When you are leading the Tour, there are hard decisions to be made. It’s not always a nice business and during that Tour I couldn’t help feeling at times that Mark Cavendish deserved
better
than he got. Right from when he and Bernie had been selected for the Tour in June, I think he had been very conscious of what people thought. From day one in Liège he had said in team meetings that he recognised that we were going for yellow and that he was determined to be part of it in the same way that I had been part of the picture at the World’s the September before.

His line was: ‘I don’t want to miss out on the opportunity to be in a British team going for the yellow jersey even if that means I’m not going to get a full lead out in the sprint.’ It was difficult listening to him say that, because the nice part of me wanted to stand up and say, ‘Sod it, Cav, we’ll lead you out at those stage finishes. I’ll try and ride for the yellow as well as support you when it comes down to a sprint.’ But the coward in me had to say, ‘Well, you know how this is, we can’t ride for the sprint every day; we had a goal at the start of the Tour and that has to be the priority.’

Throughout the Tour, Cav was keen to feel that he had played his part in trying to have a British Tour winner for the first time. I got the sense that he was feeling a bit self-conscious, that he felt we might all be thinking we could have had someone else in the team instead of him. That’s why he was coming back for bottles on the stages when it wasn’t going to be a sprint, and that’s why on the first day in the Pyrenees he rode on the front most of the way up the climb of the Mur de Péguère – the day of the tacks and the punctures. There was only so much of a role he could play, because he’s restricted in his climbing, but a lot of the time his presence was enough to make a difference. Cav is a larger-than-life
character
, and sometimes in a team the things someone says and does are enough. All through the three and a half weeks, just having him around was a boost: he was brilliant, good at the dinner table, good with the other riders.

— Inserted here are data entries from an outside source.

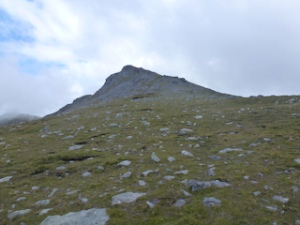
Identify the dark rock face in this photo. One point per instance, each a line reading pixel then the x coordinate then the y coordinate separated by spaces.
pixel 13 119
pixel 138 83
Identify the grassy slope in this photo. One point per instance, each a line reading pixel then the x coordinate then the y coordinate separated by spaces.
pixel 34 161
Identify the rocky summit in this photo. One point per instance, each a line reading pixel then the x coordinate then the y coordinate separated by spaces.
pixel 152 149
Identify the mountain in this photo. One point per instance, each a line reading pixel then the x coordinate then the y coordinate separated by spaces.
pixel 14 118
pixel 139 83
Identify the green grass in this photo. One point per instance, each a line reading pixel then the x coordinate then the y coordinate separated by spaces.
pixel 34 160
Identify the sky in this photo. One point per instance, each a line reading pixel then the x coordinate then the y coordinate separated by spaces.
pixel 53 51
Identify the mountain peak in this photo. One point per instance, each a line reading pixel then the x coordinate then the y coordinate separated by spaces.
pixel 132 81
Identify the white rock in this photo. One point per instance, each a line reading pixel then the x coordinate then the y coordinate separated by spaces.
pixel 230 150
pixel 126 175
pixel 179 203
pixel 280 198
pixel 18 213
pixel 89 217
pixel 126 197
pixel 184 172
pixel 155 158
pixel 74 147
pixel 142 183
pixel 45 211
pixel 124 163
pixel 43 202
pixel 210 201
pixel 171 159
pixel 85 174
pixel 169 177
pixel 184 152
pixel 297 160
pixel 5 179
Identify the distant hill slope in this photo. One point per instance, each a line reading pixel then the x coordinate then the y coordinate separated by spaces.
pixel 137 83
pixel 13 119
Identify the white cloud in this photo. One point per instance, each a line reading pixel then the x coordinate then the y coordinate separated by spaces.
pixel 222 45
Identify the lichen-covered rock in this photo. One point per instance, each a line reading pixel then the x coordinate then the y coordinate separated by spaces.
pixel 92 216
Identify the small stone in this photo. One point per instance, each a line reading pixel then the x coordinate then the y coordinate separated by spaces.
pixel 184 172
pixel 85 174
pixel 126 197
pixel 124 163
pixel 179 203
pixel 52 193
pixel 43 202
pixel 256 193
pixel 68 137
pixel 155 158
pixel 273 208
pixel 210 201
pixel 126 175
pixel 186 193
pixel 142 183
pixel 171 159
pixel 280 198
pixel 169 177
pixel 45 211
pixel 61 168
pixel 74 147
pixel 21 199
pixel 297 160
pixel 211 172
pixel 5 179
pixel 295 189
pixel 184 152
pixel 18 213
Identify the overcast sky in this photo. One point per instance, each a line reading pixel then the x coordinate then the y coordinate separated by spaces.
pixel 53 51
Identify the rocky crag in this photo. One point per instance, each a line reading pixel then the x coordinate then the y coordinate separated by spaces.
pixel 172 159
pixel 139 83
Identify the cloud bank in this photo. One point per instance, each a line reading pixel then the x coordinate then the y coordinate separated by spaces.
pixel 54 51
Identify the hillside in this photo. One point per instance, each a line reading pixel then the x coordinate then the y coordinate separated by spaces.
pixel 14 118
pixel 155 159
pixel 139 83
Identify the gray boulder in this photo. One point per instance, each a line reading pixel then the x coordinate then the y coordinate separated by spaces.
pixel 126 197
pixel 92 216
pixel 210 202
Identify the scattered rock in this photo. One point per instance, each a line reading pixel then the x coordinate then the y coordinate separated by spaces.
pixel 126 175
pixel 5 179
pixel 184 172
pixel 68 137
pixel 230 150
pixel 42 202
pixel 18 213
pixel 92 216
pixel 273 208
pixel 74 147
pixel 280 198
pixel 155 158
pixel 142 183
pixel 45 211
pixel 297 160
pixel 184 152
pixel 171 159
pixel 85 174
pixel 126 197
pixel 210 201
pixel 21 199
pixel 169 177
pixel 124 163
pixel 179 203
pixel 52 193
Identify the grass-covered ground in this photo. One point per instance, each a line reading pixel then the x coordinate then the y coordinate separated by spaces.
pixel 271 123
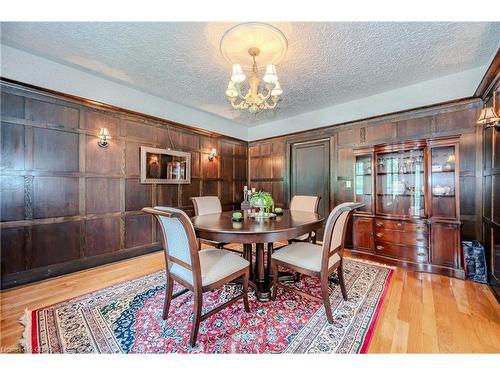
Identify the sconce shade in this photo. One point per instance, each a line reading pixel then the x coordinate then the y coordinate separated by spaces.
pixel 104 133
pixel 213 154
pixel 104 137
pixel 487 116
pixel 238 75
pixel 231 90
pixel 276 91
pixel 270 76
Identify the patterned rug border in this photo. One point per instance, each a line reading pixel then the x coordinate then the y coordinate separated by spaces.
pixel 28 341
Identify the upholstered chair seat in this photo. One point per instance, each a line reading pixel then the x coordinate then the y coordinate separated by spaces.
pixel 317 261
pixel 196 270
pixel 215 264
pixel 305 255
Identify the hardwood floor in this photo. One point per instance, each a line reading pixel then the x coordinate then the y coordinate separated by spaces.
pixel 423 313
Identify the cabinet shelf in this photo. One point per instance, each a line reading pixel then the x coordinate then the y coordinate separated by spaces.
pixel 399 195
pixel 448 171
pixel 397 173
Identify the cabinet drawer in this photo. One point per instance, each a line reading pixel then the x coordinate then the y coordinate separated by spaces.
pixel 400 225
pixel 399 237
pixel 362 233
pixel 411 253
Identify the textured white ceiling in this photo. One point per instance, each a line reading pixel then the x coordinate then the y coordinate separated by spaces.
pixel 326 64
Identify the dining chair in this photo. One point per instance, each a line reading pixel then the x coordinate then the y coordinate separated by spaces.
pixel 317 260
pixel 205 206
pixel 196 270
pixel 308 203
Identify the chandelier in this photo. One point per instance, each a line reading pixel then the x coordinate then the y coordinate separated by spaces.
pixel 253 100
pixel 242 46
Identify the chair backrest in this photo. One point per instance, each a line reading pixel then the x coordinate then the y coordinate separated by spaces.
pixel 179 240
pixel 307 203
pixel 335 230
pixel 206 205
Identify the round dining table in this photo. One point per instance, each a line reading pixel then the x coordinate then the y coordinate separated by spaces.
pixel 251 231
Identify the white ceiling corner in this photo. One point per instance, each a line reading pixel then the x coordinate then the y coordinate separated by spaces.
pixel 333 72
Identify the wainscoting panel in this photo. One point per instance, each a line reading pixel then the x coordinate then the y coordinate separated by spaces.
pixel 68 204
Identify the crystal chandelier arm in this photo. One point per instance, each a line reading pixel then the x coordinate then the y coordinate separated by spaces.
pixel 270 87
pixel 275 100
pixel 238 89
pixel 239 105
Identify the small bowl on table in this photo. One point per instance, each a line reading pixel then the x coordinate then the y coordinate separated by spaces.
pixel 237 216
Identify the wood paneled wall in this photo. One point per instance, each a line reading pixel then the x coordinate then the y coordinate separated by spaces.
pixel 269 158
pixel 491 199
pixel 67 204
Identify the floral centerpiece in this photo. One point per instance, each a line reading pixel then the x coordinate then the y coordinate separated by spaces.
pixel 263 201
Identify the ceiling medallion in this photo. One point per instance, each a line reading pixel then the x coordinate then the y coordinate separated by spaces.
pixel 245 43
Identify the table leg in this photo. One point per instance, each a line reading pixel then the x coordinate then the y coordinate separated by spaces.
pixel 269 253
pixel 263 292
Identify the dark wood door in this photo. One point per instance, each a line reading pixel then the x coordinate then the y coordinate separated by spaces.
pixel 310 172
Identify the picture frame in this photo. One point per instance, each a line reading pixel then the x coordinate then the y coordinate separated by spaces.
pixel 162 166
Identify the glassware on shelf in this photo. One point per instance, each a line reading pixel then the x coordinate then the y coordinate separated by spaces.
pixel 443 180
pixel 400 185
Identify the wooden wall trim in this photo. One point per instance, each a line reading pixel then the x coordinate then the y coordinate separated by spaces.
pixel 429 110
pixel 490 79
pixel 35 90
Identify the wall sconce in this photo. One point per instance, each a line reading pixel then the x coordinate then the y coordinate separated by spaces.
pixel 488 115
pixel 104 137
pixel 212 155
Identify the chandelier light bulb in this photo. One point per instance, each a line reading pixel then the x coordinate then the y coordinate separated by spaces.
pixel 238 75
pixel 231 90
pixel 276 91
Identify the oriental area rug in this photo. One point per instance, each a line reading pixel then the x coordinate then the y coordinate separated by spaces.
pixel 127 318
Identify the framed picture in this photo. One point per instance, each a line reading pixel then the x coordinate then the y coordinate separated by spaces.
pixel 160 166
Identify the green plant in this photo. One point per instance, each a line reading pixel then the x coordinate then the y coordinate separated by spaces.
pixel 262 196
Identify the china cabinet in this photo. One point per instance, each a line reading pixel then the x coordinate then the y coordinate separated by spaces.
pixel 411 194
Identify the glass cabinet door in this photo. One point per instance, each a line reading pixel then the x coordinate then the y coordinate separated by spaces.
pixel 443 177
pixel 401 183
pixel 363 182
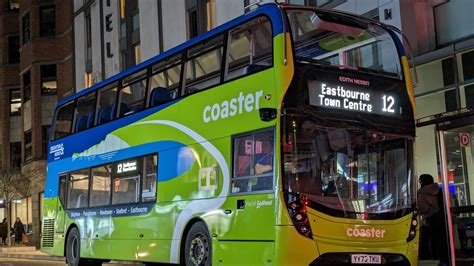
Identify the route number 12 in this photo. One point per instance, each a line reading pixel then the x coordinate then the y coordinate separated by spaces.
pixel 388 102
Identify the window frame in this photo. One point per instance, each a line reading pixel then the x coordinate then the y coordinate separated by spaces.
pixel 26 87
pixel 13 56
pixel 59 108
pixel 44 79
pixel 253 133
pixel 25 29
pixel 142 172
pixel 28 146
pixel 11 102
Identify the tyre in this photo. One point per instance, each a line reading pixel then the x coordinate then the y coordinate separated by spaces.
pixel 73 248
pixel 198 246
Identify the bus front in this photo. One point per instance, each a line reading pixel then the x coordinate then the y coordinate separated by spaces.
pixel 347 134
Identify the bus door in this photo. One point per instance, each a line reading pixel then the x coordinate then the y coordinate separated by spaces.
pixel 253 199
pixel 61 204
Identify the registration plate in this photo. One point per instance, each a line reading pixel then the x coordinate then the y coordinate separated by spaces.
pixel 366 259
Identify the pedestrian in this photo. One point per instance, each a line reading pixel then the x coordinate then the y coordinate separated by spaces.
pixel 431 207
pixel 3 231
pixel 18 230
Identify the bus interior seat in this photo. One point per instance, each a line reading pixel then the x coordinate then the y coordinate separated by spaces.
pixel 90 120
pixel 137 107
pixel 254 68
pixel 159 95
pixel 104 115
pixel 123 110
pixel 81 123
pixel 79 200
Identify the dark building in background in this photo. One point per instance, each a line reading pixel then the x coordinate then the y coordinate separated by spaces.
pixel 35 71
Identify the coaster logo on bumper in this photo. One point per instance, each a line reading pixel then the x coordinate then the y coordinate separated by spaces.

There were various flatter stages that Cav had picked out as ones he wanted to win. Bernie was his main helper on those days and Eddie was going to join in; the plan was that between them they were going to try to work off the other teams a bit so that Sky didn’t have to take control for too long and use up too much energy.

Cav understood why we were in that position but that can’t have made it any easier for him. There were some days where it was quite clear he could win the stage but in the team meeting Sean would say, ‘Look, it’s a bit of a day off for us all today; sit there and look after Brad.’ I could see Cav thinking, ‘We just need two guys to ride on the front and we could win this.’ So there were stages when we had to let groups get ahead to contest the victory where Cav might have won it if it had come down to a bunch sprint.

When I felt the most guilty about Cav was the day after he put that work in up Péguère; stage 15 into Pau. At just under 160km it was a short run and it was basically flat, but the break took 60km to get established. Until we let it go, we had some of the hardest racing of the whole Tour; constantly flat-out in one long line, with everyone’s legs screaming. When the break did eventually get away, there was a feeling in the team that we should ride for Cav, out of respect for him and for the rainbow jersey. So we decided to put two guys on the front and start chasing a little; later other teams would be
likely
to join in, most probably Lotto, who would want a bunch sprint for André Greipel. Our two guys had to push quite hard because the gap was five minutes and there were some strong lads in front: Thomas Voeckler, Nicki Sørensen, Christian Vande Velde – my old team leader at Garmin – and Pierrick Fédrigo, who won the stage.